The first Poulan I bought lasted over 20 years.

The second one lasted less than 1 year.

I wont buy a third one


----------



## moopups (May 12, 2002)

My homeowner grade Poland did fail to oil also, the spiral activation pump was in the wrong place. Its under the right side clutch/sprocket. You must bent tabs to remove it. It is activated via the crankshaft, it failed due to a distance problem. Simple to fix if your alert to mechanical devices.


----------



## GREENCOUNTYPETE (Jul 25, 2006)

there is a vent for the oil resivoure behond the chain sprocket make sure it is clean had a freind take his back and get a new one after afew hours of cutting because it had stopped oiling they called him the next day from the shop at the store they had looked at it for some time before figuring out what had happend. they said after cleaning it it worked fine.
his was the polan pro 20 inch


----------



## mpillow (Jan 24, 2003)

We have 3 Poulans w/ same issue....1 we bought, 2 donated for parts JUNK in my book.
Since bought Husqies.


----------



## Oxankle (Jun 20, 2003)

Appreciate the help. I knew it could not be too complicated on a cheap saw. 

I understand the comments, but I refuse to spend another $350 just so that a thief can steal a better saw. 

I usually buy Poulans at pawn shops and use them for my stump-cutting and brush clearing saws. (It is my stump cutter that quit oiling) I keep a "Sunday Saw" for firewood cutting, but this time it too is a Poulan. Thieves got my big Huskie. Chain would not stay on the new Poulan until I devised a fix. Poulan is in the consumer market big-time and making them cheaply. They will not stand up to hard use unless you know how to make a saw last. This is the first time I ever had one of them quit oiling. The usual problem is that they leak oil when sitting.
Ox


----------



## mpillow (Jan 24, 2003)

A funny aside...
Our camp was broken into....they stole the Husky and threw the Poulan in the driveway!

I had written down serial numbers and thieves were stopped (very rural area) and caught because I confirmed the numbers....every one got their stuff back minus change and booze and a new door.


----------



## moopups (May 12, 2002)

Another thing to check is to pull off the clutch and sprocket and look at the spiral spring wire that turns the pump, sometimes they slip back too far to engage.


----------



## Oxankle (Jun 20, 2003)

I appreciate the info. I have no idea how these pumps work. I did not have time today to do it all, but I did dump the oil and look inside. The pickup tube is too short to come out of the tank thru the fill hole. The filter on this model is simply a coil spring stuck in the short pickup tube and plugged at the end. There was a bit of trash in the oil reservoir. 
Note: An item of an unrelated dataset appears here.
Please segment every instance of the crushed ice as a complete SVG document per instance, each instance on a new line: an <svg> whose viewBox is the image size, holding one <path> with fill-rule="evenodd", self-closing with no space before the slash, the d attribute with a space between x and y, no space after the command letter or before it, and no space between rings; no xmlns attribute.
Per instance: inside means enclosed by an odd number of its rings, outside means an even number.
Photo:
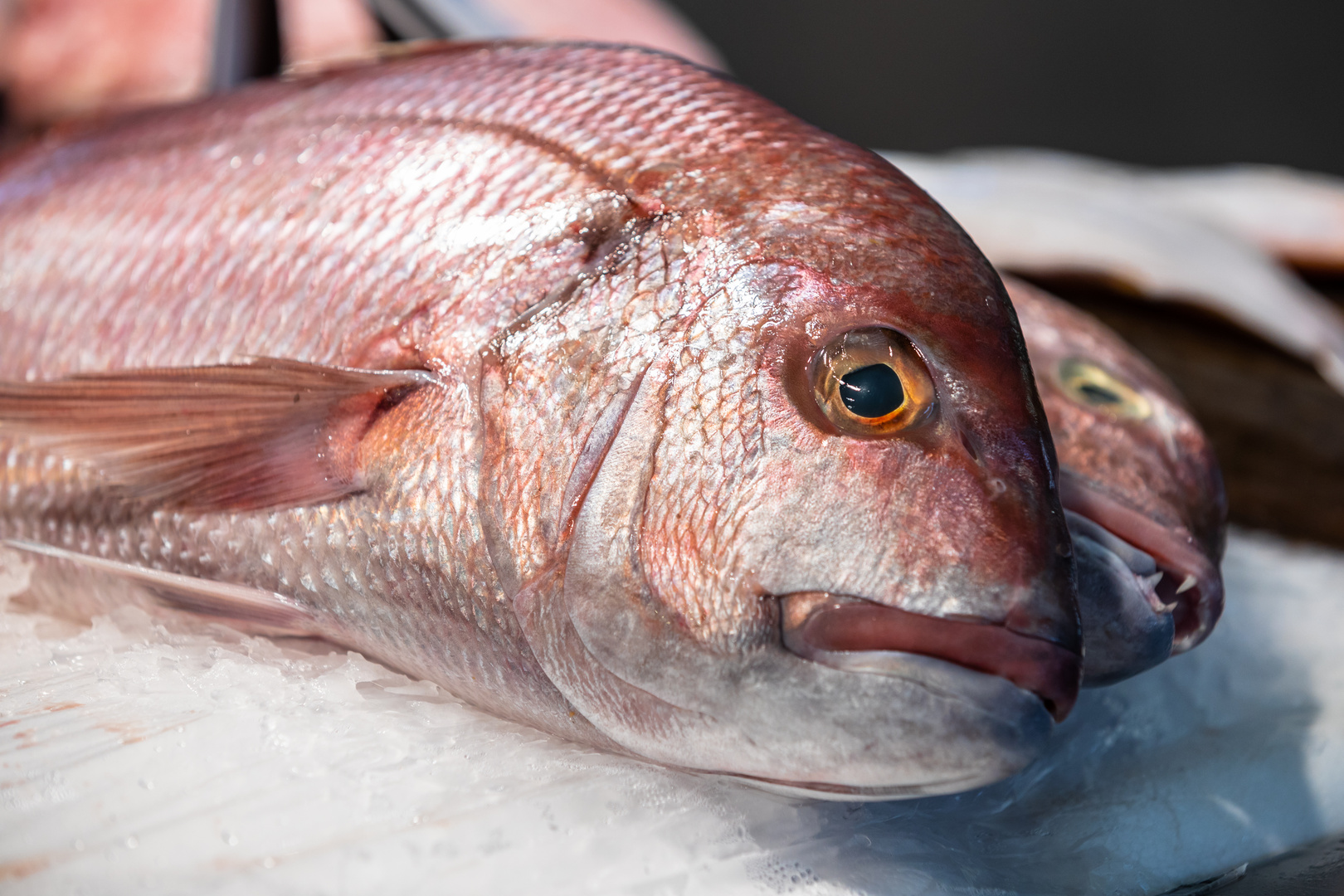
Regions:
<svg viewBox="0 0 1344 896"><path fill-rule="evenodd" d="M325 646L5 610L0 887L1161 893L1344 830L1344 553L1234 532L1224 574L1210 641L1085 692L1024 774L890 803L560 743Z"/></svg>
Tomorrow I will pull the sprocket and clutch and look at the rubber block from which the oil is ejected. From the appearance of the pickup tube I suspect the entire assembly is pressed into the tank from the outside. That would be a neat, cheap design, easy to manufacture, assemble and replace. I've had old Poulans that ate dirt until they just died of old age, and this is the first that ever quit oiling. I want to get it running again because I need to cut up and pile some brush I laid over in the Spring. Don't want to use a good saw on old dirty wood such as that. 
Ox


----------



## Oxankle (Jun 20, 2003)

Finally got around to pulling the saw down and looking inside.

The crankshaft has a coil spring shoved over it right up against the crankcase. That spring acts as a worm gear and drives a nylon gear on a shaft that extendts into an aluminum cylinder. When that shaft rotates in that cylinder a flat spot on it sucks oil out of the reservoir and into the oiling slots on the saw. 

As nearly as I can tell a metal burr in one of the cross holes finally worked loose and dropped into the flat of the shaft, binding it. That locked the pump and stripped the nylon gear.

Looks as If I need a new pump. 
Ox


----------



## moopups (May 12, 2002)

About $21.00 bucks.


----------



## Blu3duk (Jun 2, 2002)

and though you found the problem was actually the pump, another problem many folks have with low oil flow is they forget to clean the rail out in the bar and the oil hole that allows for oil to get to the rail, with me it has been either a daily or every time i switched chains depending on how i was running the power saw.... the rails tend to collect a bunch of gunk that kinda slows down the oil from getting around the bar properly.

William


----------